As the business grew, the burden of building and populating the custom ERP became too much. Flood estimates it takes two hours to build a form such as this one for adding new end mills to the company’s tooling library, and it doesn’t even cover all of MTS’s tools. The company recently invested in ProShop to alleviate this burden.

But Flood says creating the framework of the ERP from scratch and populating it with existing information was a lot of work. For example, he showed me the form he built to add a new end mill to the carbide tool list. It includes fields for product manufacturer (with a dropdown list of carbide tool suppliers), product ID, electronic data processing (EDP) number, end mill subtype, whether it’s standard/metric or ferrous/nonferrous, diameter, coating, flute count, length of cut, overall length, chipbreakers and reduced neck, as well as space for a link to the product’s web page. “I have put in a ton of work to make sure A, this is easy to do and B, you can't mess it up, so that you get consistency between each person,” he explains. “That is such a thoughtful and detailed process.
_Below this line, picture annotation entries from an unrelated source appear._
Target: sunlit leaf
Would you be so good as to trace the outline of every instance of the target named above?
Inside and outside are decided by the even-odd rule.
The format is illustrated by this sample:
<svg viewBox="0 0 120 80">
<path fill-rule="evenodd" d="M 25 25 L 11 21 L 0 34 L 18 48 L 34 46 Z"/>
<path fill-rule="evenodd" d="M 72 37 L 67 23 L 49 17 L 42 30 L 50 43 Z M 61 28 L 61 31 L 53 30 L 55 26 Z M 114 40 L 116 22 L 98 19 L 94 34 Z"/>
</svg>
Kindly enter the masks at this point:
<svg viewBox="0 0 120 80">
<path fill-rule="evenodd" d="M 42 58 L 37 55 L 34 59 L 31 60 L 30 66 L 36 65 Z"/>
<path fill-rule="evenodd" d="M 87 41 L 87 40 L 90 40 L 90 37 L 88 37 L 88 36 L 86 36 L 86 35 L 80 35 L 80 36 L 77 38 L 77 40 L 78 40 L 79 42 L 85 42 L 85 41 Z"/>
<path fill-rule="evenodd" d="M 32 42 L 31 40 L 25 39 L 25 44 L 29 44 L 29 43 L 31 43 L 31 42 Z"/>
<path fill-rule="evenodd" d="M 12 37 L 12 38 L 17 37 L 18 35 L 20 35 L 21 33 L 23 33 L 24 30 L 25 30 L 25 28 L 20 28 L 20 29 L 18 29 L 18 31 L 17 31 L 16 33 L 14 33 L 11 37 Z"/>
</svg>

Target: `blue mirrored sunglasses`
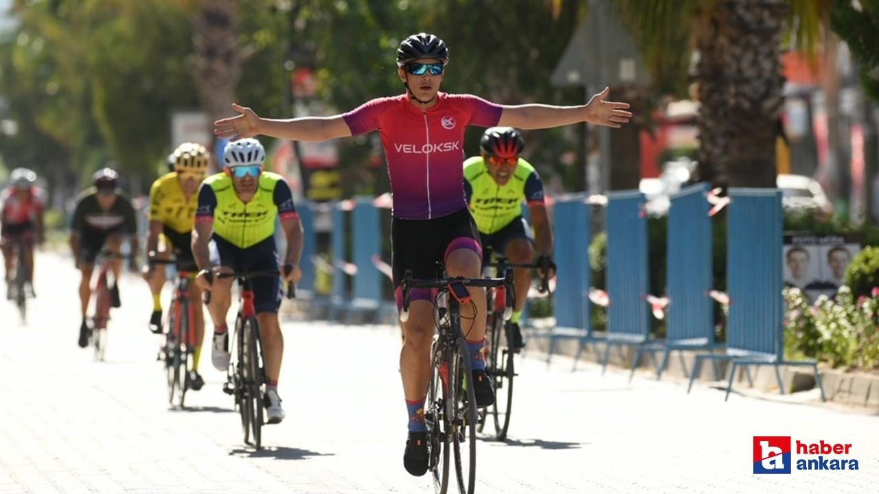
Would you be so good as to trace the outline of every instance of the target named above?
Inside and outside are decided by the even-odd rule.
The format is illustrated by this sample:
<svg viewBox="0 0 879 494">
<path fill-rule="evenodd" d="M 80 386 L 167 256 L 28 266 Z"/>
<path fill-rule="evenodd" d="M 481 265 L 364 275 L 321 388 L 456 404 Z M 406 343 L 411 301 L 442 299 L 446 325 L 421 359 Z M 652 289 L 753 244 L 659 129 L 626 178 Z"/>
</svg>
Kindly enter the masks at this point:
<svg viewBox="0 0 879 494">
<path fill-rule="evenodd" d="M 250 175 L 251 177 L 258 177 L 259 173 L 263 171 L 263 167 L 259 165 L 251 166 L 233 166 L 232 173 L 235 174 L 237 178 L 243 178 Z"/>
<path fill-rule="evenodd" d="M 418 63 L 410 62 L 406 64 L 406 72 L 413 76 L 424 76 L 425 72 L 431 71 L 431 76 L 440 76 L 442 74 L 442 62 L 438 63 Z"/>
</svg>

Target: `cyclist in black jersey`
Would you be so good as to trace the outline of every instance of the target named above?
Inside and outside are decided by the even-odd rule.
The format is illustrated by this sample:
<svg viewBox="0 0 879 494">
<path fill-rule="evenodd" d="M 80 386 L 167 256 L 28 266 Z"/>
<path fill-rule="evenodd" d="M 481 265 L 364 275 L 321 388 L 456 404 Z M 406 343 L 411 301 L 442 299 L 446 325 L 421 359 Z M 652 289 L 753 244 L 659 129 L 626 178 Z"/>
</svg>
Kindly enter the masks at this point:
<svg viewBox="0 0 879 494">
<path fill-rule="evenodd" d="M 110 168 L 98 170 L 91 177 L 92 186 L 84 191 L 76 200 L 76 207 L 70 223 L 70 250 L 76 269 L 82 273 L 79 281 L 79 301 L 83 322 L 79 326 L 79 346 L 89 344 L 91 329 L 86 311 L 91 298 L 91 273 L 95 258 L 103 249 L 120 253 L 122 241 L 127 237 L 131 247 L 128 267 L 137 272 L 137 255 L 140 244 L 137 239 L 137 220 L 131 200 L 118 189 L 119 174 Z M 112 263 L 113 286 L 113 306 L 119 307 L 120 300 L 116 280 L 122 272 L 120 258 Z"/>
</svg>

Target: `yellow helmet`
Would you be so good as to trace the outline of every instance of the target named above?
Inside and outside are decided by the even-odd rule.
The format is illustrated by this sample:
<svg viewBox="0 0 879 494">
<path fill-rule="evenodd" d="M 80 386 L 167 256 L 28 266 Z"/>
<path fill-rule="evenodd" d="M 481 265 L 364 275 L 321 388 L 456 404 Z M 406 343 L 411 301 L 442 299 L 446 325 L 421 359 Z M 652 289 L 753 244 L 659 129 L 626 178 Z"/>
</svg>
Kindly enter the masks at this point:
<svg viewBox="0 0 879 494">
<path fill-rule="evenodd" d="M 178 173 L 194 172 L 207 173 L 209 156 L 207 149 L 201 144 L 184 142 L 174 149 L 171 155 L 174 159 L 174 171 Z"/>
</svg>

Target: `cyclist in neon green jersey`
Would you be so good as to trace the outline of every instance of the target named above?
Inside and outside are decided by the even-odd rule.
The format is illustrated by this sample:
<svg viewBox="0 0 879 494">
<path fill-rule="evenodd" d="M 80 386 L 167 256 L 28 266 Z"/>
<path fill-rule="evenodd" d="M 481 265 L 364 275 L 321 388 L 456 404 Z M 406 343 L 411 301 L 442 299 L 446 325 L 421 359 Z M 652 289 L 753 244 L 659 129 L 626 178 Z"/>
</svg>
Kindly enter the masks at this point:
<svg viewBox="0 0 879 494">
<path fill-rule="evenodd" d="M 464 162 L 464 192 L 479 229 L 483 252 L 491 247 L 511 263 L 529 264 L 534 258 L 536 236 L 541 258 L 538 264 L 548 265 L 552 277 L 556 265 L 550 257 L 552 230 L 543 203 L 543 184 L 534 167 L 519 157 L 524 147 L 525 140 L 512 127 L 486 129 L 480 141 L 482 156 Z M 530 208 L 536 236 L 532 236 L 528 222 L 522 217 L 523 200 Z M 518 352 L 525 346 L 519 324 L 531 285 L 531 270 L 517 268 L 513 273 L 516 307 L 508 324 L 512 348 Z"/>
<path fill-rule="evenodd" d="M 223 171 L 206 178 L 199 190 L 193 254 L 201 271 L 195 280 L 202 290 L 211 292 L 207 305 L 214 322 L 211 362 L 219 371 L 229 367 L 226 315 L 232 303 L 233 280 L 207 273 L 278 269 L 274 231 L 275 221 L 280 219 L 287 238 L 287 252 L 281 258 L 288 268 L 283 271 L 287 273 L 284 280 L 294 283 L 301 276 L 302 227 L 290 186 L 280 175 L 263 171 L 265 161 L 265 149 L 256 139 L 229 142 L 223 150 Z M 251 287 L 265 358 L 264 404 L 268 423 L 278 424 L 286 415 L 278 396 L 284 356 L 284 336 L 278 319 L 280 280 L 255 278 Z"/>
</svg>

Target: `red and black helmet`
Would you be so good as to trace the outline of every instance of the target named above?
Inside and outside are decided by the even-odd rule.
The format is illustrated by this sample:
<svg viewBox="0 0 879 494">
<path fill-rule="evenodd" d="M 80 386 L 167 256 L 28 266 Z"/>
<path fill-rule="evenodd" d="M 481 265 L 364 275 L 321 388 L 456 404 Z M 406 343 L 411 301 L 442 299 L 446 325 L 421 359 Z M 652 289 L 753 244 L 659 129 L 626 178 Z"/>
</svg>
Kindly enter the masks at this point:
<svg viewBox="0 0 879 494">
<path fill-rule="evenodd" d="M 492 127 L 485 129 L 479 142 L 483 152 L 499 158 L 518 157 L 525 149 L 525 140 L 512 127 Z"/>
</svg>

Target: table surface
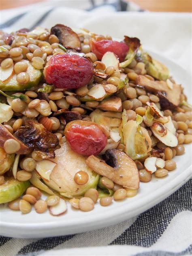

It's super difficult to get right.”

And that carbide form doesn’t even handle all of the shop’s tooling. “Every time you get a new tool type, you'd have to add a new form because that type of tool has different information,” Flood notes. For example, he says the Airtable doesn’t yet have a section for dovetail cutters. “If I wanted to, I’d go in there and add a new table with stuff specific to dovetails, then I'd have to make a form for the dovetails,” he says. “Then I would have to make an automation to connect this way back over to the master list to draw its number. Let's call that a two-hour task, which I've done several times. But it's that two-hour task to get the functionality we want or need.”

Eventually, Flood realized he was spending so much time building out functionality for his ERP system, when an off-the-shelf ERP system for manufacturing would have everything MTS needs already. The shop recently invested in ProShop and is working on implementation.

Flood says the transition from the flexibility of his custom Airtable ERP to an off-the-shelf system might require changes in other areas of the business. “You can see the workflow that they want you to use very clearly and it's a little bit different in my business,” he says. “I have to take a step back from Airtable and say, “That was our workflow. We have to change that workflow just a little bit.’ And figure out how my organization is going to maximize that.”

Despite this, MTS is going all-in on the new ERP. “I'm committed to it,” Flood says. “I hired a new employee to handle the ProShop implementation.” And at the end of the day, he says ProShop is the best fit for his vision of the future of MTS. “I think once it's implemented, I'm going to go, ‘This is the best decision ever,’ because we're maximized for making money 18 months from now, or three years from now.”